Sea dream: Australian scientists give microalgae-based cellular agriculture tips on how to innovate in functional foodsIf you
According to Australian researchers, cellular agriculture based on marine microalgae is a promising new way of sustainably producing new functional foods and plant-based “meats”.
Wei Zhang, a professor at Flinders University who jointly leads an offer to set up a National Marine Bioproducts Cooperative Research Center (MB-CRC) in Australia, says the unicellular photosynthetic organisms found in the ocean could be the solution to global protein shortages.
The mission of the CRC is to find ways to develop the third generation of Australia’s high quality marine bio-industry (as opposed to first generation fishing and second generation aquaculture) and transform Australia’s emerging marine bio-products sector into a globally competitive industry.
“Our research extends across the entire value chain, from microalgae cultivation to circular, advanced organic production and the development of high-quality functional foods,” says Professor Zhang.
Plastic potential: The “environmentally friendly” discovery of plastics can be extended to food packaging, scientists from Singapore sayIf you
The Singapore-based research team, which found that plastic has a potentially lower environmental footprint than cotton and paper bags, has confirmed that this discovery can also be applied to plastic food packaging, which is used by most food and beverage manufacturers.
Earlier this year, research by the Nanyang Environment and Water Research Institute (NEWRI) at Nanyang Technological University (NTU) made headlines when the team found that single-use plastic bags may have a smaller environmental footprint than single-use paper and reusable paper using cotton bags in countries with developed waste treatment systems like Singapore.
In terms of environmental friendliness, plastic bags made from high density polyethylene (HDPE) – the most common type of plastic bags used for groceries – have been found to rank second after reusable plastic bags made from non-woven polypropylene non-woven plastic bags (PNB) but better than Options like cotton and kraft paper bags, which are often thought to be better for the environment.
“This is due to the fact that we examined the entire production process and the life cycle of the bag, from raw material extraction to the manufacture of the bag, through to production and transport to its disposal,” said the director of the study and director of NEWRI The Deputy Professor of Residues & Resource Reclamation Center, Grzegorz Lisak, told FoodNavigator-Asia.
Synthetic Concerns: The study suggests that vegetable essential oil is a potential natural antibacterial agent for meat productsIf you
According to the latest findings, essential oils obtained from plants can replace chemical preservatives in meat and meat products against bacterial contamination.
Researchers who conducted this review said that essential oils have antimicrobial properties from their bioactive components such as phenolic acids, terpenes, aldehydes, and flavonoids, and could act as natural preservatives.
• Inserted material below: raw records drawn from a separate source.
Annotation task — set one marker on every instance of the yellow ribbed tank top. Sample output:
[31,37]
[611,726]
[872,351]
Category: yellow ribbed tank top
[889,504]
“In recent years, consumers have expressed increasing concerns about the use of synthetic chemical preservatives. The use of natural additives such as antioxidants, antimicrobials, sweeteners and colorings derived from animals, plants and microorganisms is increasing, ”they write.
In this study, they examined the potential of essential oils to moderate or inhibit the growth of a bacterium, L. monocytogenes, in meat and meat products.
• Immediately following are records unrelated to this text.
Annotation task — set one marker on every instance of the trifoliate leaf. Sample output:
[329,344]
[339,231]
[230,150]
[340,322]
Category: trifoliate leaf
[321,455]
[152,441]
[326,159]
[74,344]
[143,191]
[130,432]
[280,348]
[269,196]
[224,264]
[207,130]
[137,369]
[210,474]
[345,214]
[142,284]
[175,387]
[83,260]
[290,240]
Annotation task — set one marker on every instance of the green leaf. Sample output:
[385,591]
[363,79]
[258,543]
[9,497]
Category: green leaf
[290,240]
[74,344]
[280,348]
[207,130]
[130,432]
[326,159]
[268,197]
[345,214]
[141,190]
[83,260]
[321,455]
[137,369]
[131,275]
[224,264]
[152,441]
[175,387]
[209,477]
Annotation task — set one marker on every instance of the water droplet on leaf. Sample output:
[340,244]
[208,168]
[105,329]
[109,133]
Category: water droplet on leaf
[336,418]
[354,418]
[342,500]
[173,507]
The results were published in the Frontiers in Nutrition Journal.
Make Australian Healthy Star Rating Mandatory to Maximize Reformulation – StudyIf you
Food and beverage products that use the voluntary Health Star Rating (HSR) system in Australia and New Zealand are more likely to increase their HSR scores over time, leading researchers to demand mandatory introduction for the good of society.
The HSR system was first introduced in 2014 as a voluntary nutrition label for packaged foods to encourage healthier eating. Products are rated from 0.5 (least healthy) to 5 (most healthy) stars. It should not be confused with nutritional information on the back of the pack, which is required on all packaging.
Researchers from universities in Australia and New Zealand examined data on 58,905 products in both countries and found that voluntary adoption of HSR resulted in healthier product formulation (nutritional analysis) and improved HSR score (increasing number of stars) compared to non-activated products connected was the scheme.
The results were published in the PLOS Medicine Journal.
Coconut and COVID-19: Philippines DOST Study Shows Coconut Oil Reduces Symptoms When Patients Are SuspectedIf you
A recent study by the Philippine Department of Science and Technology (DOST) found that suspicious COVID-19 patients given coconut oil (VCO) had fewer symptoms and a faster recovery period compared to the control group.
The results were presented by the DOST’s Food and Nutrition Institute (FNRI) in a virtual briefing by DOST secretary Fortunato dela Peña.
The study recruited 57 suspected COVID-19 patients in two quarantine facilities in Laguna, the Santa Rosa Community Hospital isolation unit and the Santa Rosa Community Isolation Unit.
According to the country’s health ministry, suspicious COVID-19 patients are defined as symptoms such as cough, cold, body aches, headaches, loss of taste, fever, as well as recent travel history.